Я сидел и молча смотрел на него. Ерофеич — суетливый, угодливый, причитающий Ерофеич, который ни разу мне не перечил, который бегал, кланялся, юлил и выкручивался, — сидел сейчас передо мной, как камень. Ни один мускул не дрогнул. Глаза смотрели прямо, без вызова, но и без уступки.
Он не врал и не блефовал. Он действительно скорее позволит выгнать себя за ворота, чем скажет хоть слово. Клятва покойнику — для такого, как Ерофеич, это свято. Тут не продавишь.
Знать бы ещё, что это за покойник…
Я помолчал ещё секунду, потом досадливо махнул рукой.
— Чёрт с тобой.
Я встал, подхватил ранец с пола и двинулся к двери. На пороге остановился и, не оборачиваясь, распорядился:
— Бочки, что я привёз, отнести к Кузьме в кузницу. Порох и принадлежности — ко мне в чулан. Дозорам не спать, за новыми мужиками присматривать. Чуть что — будить меня.
Не дожидаясь подтверждения, я захлопнул двери и вышел из избы.
Дверь за мной скрипнула и закрылась.
Снаружи было темно и холодно. Пахло дымом и навозом, где-то за частоколом ухнул филин, и ему из лесу ответил второй. На соседнем крыльце кто-то из валуйковских баб укачивал ребёнка, тихо напевая колыбельную — простую, заунывную, в три ноты, от которой почему-то защемило в груди. Я постоял, вдохнул сырой ночной воздух и пошёл к барскому дому.
* * *
Злой и раздосадованный, я шагал по тёмной деревенской улице, и мысли мои беспорядочно кружили, как мухи над навозом. Клятва Ерофеича, колдовское наследие, слухи, расходящиеся, как круги на воде от брошенного туда камня…
Я вздохнул. Как-то слишком быстро всё это происходит. Так, глядишь, не успеешь моргнуть — а в ворота уже церковники с солдатами стучатся. Так дело не пойдёт, но сделанного уже не воротить. Так, глядишь, рано или поздно, и до Порхова слухи доберутся. А что потом будет… Одному богу известно.
Возле садика меня что-то насторожило, и я сбавил шаг, а после и вовсе остановился, пытаясь понять, что мне показалось странным. Принюхавшись, я понял.

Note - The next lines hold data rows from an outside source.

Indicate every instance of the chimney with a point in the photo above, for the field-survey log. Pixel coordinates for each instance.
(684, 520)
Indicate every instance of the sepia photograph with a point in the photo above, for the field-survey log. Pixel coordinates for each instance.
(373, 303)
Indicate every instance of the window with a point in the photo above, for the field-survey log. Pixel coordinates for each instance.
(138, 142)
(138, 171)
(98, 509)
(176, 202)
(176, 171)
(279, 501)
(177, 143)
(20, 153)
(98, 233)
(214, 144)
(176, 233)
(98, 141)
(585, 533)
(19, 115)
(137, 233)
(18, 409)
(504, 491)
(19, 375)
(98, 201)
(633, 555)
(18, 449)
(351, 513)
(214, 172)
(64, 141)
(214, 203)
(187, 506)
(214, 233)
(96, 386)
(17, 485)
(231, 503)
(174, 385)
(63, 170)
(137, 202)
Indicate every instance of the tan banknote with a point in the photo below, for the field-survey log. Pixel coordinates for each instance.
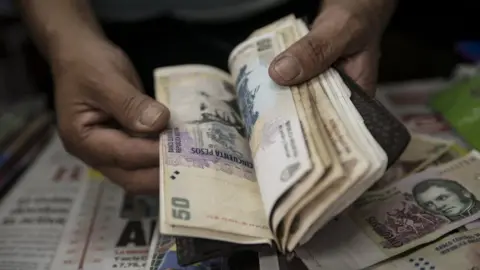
(387, 222)
(207, 178)
(457, 251)
(276, 139)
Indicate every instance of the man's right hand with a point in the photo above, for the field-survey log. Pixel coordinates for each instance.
(100, 105)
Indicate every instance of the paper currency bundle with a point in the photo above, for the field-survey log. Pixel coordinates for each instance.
(248, 161)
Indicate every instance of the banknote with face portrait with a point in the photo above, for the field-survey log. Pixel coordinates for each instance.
(387, 222)
(456, 251)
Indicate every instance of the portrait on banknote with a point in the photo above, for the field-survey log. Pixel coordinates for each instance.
(216, 108)
(247, 98)
(445, 197)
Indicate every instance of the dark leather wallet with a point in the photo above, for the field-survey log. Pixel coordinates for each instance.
(388, 131)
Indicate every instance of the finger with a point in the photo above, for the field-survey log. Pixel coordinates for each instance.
(363, 69)
(315, 52)
(133, 109)
(144, 181)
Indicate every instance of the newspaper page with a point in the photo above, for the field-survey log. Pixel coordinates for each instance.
(33, 214)
(108, 230)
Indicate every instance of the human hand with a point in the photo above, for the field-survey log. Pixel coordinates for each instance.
(347, 32)
(100, 105)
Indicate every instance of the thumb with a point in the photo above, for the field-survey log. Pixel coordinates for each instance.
(137, 111)
(312, 54)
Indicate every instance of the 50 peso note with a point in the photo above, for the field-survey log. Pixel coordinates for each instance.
(208, 187)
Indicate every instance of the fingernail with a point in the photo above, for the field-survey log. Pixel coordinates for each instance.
(288, 67)
(151, 114)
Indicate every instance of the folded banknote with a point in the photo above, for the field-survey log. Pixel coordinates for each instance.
(250, 162)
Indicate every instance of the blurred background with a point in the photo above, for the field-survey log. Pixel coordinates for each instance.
(424, 39)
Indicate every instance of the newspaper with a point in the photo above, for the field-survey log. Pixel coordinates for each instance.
(33, 214)
(107, 230)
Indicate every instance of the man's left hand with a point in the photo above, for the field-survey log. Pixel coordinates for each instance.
(347, 32)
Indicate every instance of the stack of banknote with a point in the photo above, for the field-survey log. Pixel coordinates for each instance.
(248, 161)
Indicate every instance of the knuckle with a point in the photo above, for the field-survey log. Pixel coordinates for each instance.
(316, 50)
(123, 159)
(132, 104)
(66, 137)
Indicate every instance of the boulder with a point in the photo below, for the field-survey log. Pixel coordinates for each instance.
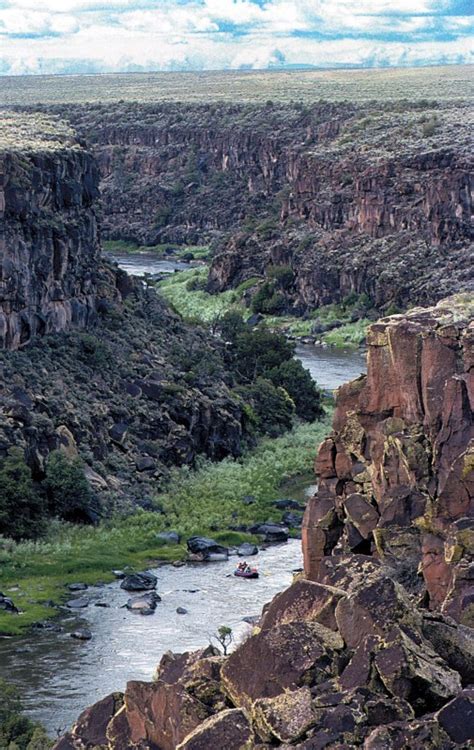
(204, 547)
(374, 608)
(453, 642)
(161, 714)
(77, 586)
(280, 659)
(168, 537)
(413, 671)
(82, 634)
(416, 735)
(228, 729)
(139, 582)
(457, 717)
(80, 603)
(144, 604)
(7, 605)
(286, 717)
(91, 726)
(287, 504)
(304, 601)
(274, 533)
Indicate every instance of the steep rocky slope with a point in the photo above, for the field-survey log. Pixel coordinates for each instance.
(374, 198)
(109, 373)
(367, 648)
(49, 248)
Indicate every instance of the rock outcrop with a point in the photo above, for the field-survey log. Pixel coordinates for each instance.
(373, 199)
(360, 651)
(397, 475)
(91, 363)
(49, 245)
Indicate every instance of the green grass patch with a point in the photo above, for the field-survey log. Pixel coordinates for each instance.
(200, 252)
(207, 500)
(197, 304)
(349, 334)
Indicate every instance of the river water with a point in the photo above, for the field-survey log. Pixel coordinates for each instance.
(59, 676)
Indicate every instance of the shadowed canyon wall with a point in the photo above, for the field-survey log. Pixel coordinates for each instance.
(49, 246)
(371, 647)
(374, 198)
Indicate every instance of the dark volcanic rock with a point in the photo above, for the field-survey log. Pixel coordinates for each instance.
(139, 582)
(229, 729)
(199, 545)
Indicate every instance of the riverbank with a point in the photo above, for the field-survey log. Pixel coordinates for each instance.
(331, 325)
(207, 501)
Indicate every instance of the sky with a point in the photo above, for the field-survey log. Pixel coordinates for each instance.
(99, 36)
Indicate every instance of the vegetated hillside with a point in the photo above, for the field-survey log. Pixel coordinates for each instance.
(372, 646)
(48, 237)
(448, 82)
(370, 199)
(97, 367)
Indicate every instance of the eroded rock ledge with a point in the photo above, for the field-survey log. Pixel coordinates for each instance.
(49, 245)
(361, 651)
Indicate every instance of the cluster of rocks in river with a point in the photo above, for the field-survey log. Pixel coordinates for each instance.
(373, 646)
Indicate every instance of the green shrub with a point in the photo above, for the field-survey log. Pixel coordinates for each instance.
(282, 275)
(300, 386)
(22, 504)
(17, 732)
(272, 407)
(68, 491)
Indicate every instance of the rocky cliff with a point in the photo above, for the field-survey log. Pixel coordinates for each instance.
(49, 248)
(110, 374)
(373, 198)
(397, 475)
(367, 648)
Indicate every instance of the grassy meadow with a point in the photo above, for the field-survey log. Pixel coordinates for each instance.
(444, 83)
(206, 500)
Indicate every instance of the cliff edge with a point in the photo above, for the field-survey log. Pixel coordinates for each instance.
(368, 648)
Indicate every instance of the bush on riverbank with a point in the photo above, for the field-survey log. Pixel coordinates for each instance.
(17, 732)
(205, 501)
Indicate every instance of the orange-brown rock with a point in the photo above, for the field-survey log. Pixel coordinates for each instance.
(397, 474)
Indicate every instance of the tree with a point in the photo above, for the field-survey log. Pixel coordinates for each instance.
(299, 384)
(69, 493)
(256, 352)
(272, 406)
(224, 636)
(22, 504)
(16, 730)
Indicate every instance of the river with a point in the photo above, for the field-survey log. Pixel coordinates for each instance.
(59, 676)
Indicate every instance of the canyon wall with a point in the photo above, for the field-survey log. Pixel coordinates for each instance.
(49, 246)
(372, 647)
(374, 198)
(92, 363)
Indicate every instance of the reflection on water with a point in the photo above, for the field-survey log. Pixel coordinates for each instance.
(60, 676)
(331, 367)
(139, 264)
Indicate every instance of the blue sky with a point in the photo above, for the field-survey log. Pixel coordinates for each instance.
(93, 36)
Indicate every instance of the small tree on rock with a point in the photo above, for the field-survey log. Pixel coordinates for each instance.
(224, 636)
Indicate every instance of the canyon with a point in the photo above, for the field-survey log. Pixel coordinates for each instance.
(372, 646)
(372, 198)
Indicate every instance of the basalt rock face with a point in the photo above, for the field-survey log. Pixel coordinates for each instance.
(109, 374)
(397, 474)
(49, 246)
(369, 199)
(347, 662)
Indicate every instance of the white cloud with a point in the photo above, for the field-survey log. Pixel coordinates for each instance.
(207, 34)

Запах. Тонкий, цветочный, едва уловимый — мята, ромашка и ещё что-то, чему я не знал названия, но что уже однажды чуял. И даже помнил, при каких обстоятельствах.
Я облокотился о низенький заборчик и стал ждать. Между яблонями, едва различимыми в темноте, мелькнула тень — и замерла.
Некоторое время ничего не происходило. Тень стояла за деревом и, видимо, надеялась, что я пройду мимо.
— Будет тебе прятаться, — сказал я в темноту. — Выходи, я тебя видел.
Пауза. Потом из-за яблони шагнула Настасья — и даже в темноте было заметно, что ей неловко.
— Доброго вечера, барин.
— Доброго вечера, Настасья. Чем обязан?
— Вы говорили, что я могу в ваш садик наведываться, — она чуть приподняла корзинку, накрытую тряпицей. — Вот, пришла кое-что посадить. Там, у дальней стенки, место хорошее, солнечное…
— Говорил, — кивнул я. — И слов своих назад не забираю. Вот только не говорил ли я тебе, что по ночам по деревне одной лучше не ходить?
— Говорили, барин, — Настасья быстро овладела собой и заговорила смелее. — Да только заработалась я. Пока отвары поставила, пока зелья перебрала — глядь, уже и стемнело. А что, проводить хотите?
Я усмехнулся. Кажется, в прошлый раз она о подобном и слышать не хотела. Даже фыркнула, когда я предложил — мол, не хочу, чтоб деревенские видели да судачили. А тут вдруг такое? Ну-ну.
И тут меня вдруг захлестнуло бесшабашной удалью. Может, от раздражения на Ерофеича, может, от усталости, а может — от того, что после всех этих тайн, клятв и недомолвок захотелось чего-то простого и живого.
— Хочу, — сказал я. — Но сначала хочу на добро добром ответить. Пойдём со мной. В прошлый раз ты меня угощала — в этот я тебя угощу.